The thinking holds that past 50 years, few readers even remember the event, much less took part in it. Past a half-century, journalists cede the field to historians.
World War II was an exception. Because that war dragged on for so long (45 months) and because it put so many Americans in uniform (16 million, or more than 10 percent of the population), it imprinted itself in the American soul, as only the Civil War had before it.
Both WWII and the Civil War involved the entire nation over a long stretch of time. And although nobody alive in America today remembers Shiloh or Gettysburg, enough Americans remember WWII to nudge newspapers away from the 50-year rule.

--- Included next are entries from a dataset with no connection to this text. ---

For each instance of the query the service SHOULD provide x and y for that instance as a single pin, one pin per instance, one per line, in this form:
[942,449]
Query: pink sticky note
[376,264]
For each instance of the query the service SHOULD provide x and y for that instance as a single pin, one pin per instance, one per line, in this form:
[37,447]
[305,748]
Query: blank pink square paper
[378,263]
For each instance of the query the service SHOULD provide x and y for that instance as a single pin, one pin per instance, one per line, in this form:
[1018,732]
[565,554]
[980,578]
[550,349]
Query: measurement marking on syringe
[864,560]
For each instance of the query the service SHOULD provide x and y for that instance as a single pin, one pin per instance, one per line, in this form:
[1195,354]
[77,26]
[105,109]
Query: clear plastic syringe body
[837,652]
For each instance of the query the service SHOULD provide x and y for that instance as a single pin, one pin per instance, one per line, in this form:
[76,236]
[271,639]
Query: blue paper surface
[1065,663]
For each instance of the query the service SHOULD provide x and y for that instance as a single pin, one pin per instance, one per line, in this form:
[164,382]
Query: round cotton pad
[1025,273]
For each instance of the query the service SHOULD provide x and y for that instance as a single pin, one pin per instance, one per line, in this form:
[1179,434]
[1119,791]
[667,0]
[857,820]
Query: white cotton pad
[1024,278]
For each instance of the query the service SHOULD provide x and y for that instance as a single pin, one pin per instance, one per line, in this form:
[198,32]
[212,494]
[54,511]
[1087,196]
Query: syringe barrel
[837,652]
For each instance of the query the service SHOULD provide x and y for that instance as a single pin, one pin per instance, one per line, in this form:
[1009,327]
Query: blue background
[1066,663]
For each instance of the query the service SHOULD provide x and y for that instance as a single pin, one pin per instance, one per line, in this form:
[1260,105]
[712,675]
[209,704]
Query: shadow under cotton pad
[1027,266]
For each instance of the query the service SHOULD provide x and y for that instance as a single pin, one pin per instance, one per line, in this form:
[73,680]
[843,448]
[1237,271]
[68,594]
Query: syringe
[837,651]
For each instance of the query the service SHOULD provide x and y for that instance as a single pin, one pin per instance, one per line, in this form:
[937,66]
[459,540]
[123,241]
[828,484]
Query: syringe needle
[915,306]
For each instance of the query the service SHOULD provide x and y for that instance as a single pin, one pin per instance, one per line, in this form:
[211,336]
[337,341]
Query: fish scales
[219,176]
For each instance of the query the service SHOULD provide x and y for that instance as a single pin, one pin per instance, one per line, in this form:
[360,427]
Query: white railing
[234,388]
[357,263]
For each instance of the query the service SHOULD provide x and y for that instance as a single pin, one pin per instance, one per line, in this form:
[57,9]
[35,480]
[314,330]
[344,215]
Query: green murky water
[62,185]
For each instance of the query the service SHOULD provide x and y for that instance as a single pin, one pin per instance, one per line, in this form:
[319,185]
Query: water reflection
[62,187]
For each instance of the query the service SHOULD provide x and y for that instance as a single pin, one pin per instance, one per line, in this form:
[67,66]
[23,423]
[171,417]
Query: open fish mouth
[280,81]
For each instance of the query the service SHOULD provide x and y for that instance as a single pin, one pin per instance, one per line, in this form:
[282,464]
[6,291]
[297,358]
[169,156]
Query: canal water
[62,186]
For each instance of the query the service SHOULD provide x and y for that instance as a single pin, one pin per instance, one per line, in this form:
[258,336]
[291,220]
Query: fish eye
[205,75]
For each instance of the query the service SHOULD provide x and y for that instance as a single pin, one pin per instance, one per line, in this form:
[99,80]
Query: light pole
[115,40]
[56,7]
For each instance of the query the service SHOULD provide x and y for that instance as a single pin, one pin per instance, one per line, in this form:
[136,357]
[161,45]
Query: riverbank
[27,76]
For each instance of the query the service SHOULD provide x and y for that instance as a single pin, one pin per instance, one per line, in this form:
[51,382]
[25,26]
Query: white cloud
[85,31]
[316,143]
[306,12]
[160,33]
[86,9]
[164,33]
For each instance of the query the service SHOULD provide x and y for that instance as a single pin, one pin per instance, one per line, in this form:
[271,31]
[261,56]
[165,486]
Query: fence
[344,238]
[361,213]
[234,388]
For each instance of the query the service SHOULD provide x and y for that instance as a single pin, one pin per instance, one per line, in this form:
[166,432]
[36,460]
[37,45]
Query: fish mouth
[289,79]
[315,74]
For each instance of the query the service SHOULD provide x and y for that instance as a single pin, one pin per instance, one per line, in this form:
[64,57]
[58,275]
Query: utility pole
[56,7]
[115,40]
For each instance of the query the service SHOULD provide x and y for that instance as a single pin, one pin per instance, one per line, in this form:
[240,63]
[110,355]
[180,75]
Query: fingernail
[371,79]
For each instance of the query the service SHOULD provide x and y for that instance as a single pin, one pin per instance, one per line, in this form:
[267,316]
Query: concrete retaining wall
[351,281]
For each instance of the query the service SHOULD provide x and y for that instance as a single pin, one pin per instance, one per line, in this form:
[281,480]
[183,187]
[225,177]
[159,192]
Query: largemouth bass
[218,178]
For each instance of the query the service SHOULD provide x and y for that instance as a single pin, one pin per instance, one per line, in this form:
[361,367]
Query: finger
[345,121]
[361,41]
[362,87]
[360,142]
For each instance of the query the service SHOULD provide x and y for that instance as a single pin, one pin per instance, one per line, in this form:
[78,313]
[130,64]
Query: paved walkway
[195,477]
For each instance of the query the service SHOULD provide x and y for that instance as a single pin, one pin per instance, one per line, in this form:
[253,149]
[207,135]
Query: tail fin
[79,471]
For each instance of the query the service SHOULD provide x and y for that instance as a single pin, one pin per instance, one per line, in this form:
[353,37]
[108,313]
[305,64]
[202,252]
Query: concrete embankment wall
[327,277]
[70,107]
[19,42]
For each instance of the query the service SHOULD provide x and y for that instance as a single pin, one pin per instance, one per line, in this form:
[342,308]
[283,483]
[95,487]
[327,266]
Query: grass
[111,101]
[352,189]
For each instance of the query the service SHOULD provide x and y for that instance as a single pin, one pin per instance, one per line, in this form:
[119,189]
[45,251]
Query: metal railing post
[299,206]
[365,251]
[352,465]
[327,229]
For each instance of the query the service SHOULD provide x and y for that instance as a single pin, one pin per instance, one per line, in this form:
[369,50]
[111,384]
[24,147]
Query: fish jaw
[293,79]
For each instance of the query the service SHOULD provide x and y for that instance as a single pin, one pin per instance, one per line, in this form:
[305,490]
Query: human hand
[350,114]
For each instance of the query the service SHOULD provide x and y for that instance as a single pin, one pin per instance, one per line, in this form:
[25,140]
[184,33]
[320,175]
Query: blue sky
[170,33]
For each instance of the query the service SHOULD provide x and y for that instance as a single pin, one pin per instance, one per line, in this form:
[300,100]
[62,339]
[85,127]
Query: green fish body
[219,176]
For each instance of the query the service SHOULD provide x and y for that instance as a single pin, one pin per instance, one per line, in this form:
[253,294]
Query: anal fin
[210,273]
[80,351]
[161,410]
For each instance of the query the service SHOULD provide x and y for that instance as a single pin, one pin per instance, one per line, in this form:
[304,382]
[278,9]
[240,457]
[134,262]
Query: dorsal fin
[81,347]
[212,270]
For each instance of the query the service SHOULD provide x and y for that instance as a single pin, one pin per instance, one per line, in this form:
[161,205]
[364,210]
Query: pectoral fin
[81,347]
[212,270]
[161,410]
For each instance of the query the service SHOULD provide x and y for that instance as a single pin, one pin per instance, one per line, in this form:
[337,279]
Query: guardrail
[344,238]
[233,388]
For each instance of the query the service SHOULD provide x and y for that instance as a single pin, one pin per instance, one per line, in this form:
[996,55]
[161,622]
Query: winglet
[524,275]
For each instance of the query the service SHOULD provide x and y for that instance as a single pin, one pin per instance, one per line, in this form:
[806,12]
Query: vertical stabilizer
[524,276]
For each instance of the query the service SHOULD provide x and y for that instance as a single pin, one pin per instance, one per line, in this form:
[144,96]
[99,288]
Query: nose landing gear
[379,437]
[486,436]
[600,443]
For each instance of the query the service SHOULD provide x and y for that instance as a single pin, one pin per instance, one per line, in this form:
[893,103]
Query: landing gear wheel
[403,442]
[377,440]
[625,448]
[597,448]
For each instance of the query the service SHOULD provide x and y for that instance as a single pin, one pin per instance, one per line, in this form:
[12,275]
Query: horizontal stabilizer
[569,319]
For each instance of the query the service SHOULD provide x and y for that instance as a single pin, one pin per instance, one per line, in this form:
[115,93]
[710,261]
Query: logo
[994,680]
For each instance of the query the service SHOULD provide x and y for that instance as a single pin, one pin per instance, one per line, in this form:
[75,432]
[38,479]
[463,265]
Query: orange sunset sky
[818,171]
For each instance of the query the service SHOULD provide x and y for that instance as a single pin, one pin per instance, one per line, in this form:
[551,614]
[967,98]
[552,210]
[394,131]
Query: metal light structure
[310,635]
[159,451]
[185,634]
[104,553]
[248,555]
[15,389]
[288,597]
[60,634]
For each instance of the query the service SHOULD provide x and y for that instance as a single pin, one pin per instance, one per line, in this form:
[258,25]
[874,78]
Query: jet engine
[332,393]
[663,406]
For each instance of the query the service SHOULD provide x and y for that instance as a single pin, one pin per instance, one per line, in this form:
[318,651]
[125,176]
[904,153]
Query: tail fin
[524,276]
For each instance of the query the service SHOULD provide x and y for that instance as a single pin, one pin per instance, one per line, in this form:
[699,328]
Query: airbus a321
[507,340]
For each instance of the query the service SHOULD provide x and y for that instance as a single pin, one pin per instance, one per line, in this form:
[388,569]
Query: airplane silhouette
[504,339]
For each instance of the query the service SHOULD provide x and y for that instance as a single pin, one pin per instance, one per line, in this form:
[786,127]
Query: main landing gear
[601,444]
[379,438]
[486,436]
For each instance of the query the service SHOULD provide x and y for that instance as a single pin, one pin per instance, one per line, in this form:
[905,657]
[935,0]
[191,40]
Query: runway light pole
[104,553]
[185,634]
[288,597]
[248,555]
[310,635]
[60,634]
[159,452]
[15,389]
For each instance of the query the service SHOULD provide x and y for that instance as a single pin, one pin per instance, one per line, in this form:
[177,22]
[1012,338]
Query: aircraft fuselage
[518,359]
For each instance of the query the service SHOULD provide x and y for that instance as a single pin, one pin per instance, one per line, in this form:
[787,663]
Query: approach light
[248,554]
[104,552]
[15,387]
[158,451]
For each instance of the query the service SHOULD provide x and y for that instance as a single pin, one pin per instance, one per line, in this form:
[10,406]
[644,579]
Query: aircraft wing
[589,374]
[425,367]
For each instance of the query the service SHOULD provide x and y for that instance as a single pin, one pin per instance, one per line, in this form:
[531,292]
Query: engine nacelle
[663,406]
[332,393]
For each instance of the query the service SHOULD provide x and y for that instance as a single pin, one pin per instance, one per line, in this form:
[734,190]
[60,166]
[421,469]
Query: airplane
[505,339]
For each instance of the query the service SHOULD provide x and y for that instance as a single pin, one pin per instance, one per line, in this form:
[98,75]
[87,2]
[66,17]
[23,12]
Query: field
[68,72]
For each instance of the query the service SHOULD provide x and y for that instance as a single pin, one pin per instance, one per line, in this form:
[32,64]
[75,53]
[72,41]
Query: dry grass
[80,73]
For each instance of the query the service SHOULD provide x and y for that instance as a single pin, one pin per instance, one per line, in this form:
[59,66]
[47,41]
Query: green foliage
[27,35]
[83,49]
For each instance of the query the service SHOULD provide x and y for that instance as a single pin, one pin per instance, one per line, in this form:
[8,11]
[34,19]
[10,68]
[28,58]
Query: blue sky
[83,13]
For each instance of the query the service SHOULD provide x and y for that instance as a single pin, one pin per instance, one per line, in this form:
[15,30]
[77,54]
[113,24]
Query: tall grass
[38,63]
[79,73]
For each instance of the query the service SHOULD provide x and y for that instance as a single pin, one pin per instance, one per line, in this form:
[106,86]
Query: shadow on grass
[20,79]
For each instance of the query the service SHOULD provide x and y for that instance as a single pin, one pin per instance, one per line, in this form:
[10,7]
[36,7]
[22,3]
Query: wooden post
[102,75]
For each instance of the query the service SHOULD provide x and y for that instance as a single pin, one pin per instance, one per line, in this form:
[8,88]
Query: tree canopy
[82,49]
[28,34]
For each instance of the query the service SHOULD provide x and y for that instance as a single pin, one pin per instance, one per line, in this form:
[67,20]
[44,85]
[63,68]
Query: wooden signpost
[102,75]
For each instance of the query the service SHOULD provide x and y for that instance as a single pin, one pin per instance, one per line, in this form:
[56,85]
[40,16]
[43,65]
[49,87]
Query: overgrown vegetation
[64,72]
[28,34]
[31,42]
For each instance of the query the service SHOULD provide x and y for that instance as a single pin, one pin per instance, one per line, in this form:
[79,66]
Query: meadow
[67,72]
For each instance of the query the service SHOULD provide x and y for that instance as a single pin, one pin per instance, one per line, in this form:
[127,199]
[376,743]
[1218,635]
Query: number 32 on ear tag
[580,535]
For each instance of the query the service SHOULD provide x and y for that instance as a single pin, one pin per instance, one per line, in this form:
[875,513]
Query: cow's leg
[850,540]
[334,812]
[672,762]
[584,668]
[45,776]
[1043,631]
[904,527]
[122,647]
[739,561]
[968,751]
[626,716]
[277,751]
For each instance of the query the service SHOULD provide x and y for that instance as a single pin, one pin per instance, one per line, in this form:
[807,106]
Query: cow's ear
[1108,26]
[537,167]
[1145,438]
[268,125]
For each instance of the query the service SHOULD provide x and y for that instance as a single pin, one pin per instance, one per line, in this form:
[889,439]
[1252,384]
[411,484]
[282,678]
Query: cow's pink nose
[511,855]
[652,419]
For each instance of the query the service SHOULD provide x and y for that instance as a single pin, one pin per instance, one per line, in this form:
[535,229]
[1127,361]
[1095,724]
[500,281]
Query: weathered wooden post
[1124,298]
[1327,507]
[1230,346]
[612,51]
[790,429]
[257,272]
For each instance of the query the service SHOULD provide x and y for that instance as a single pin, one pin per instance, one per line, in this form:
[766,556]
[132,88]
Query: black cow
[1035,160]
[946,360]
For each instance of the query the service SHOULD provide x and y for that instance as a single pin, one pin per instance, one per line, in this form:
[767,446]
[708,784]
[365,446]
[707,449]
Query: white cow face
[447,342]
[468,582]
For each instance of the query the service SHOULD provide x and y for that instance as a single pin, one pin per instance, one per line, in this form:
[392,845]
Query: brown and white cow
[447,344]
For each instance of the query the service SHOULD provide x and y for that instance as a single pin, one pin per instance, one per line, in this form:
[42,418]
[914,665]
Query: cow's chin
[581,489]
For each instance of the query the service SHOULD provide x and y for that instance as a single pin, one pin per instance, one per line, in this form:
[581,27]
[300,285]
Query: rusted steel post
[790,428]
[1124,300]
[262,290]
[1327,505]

Thanks in part to the emotions stirred by Tom Brokaw’s “The Greatest Generation” and to the movie “Saving Pvt. Ryan,” newspapers in the 1990s ran 60th-anniversary stories on the big WWII battles.
But that attention to WWII is fading fast, as is the generation that fought the war.
Come next June 6, some elderly reader will call the paper to grouse that his paper makes absolutely no mention of the fact that it’s the 63rd anniversary of the day in 1944 that Gen. Dwight D. Eisenhower led the D-Day landings in Normandy.
Chances are that the grumpy reader will be making his complaint to an editor who was born after President Dwight D. Eisenhower left the White House in 1961.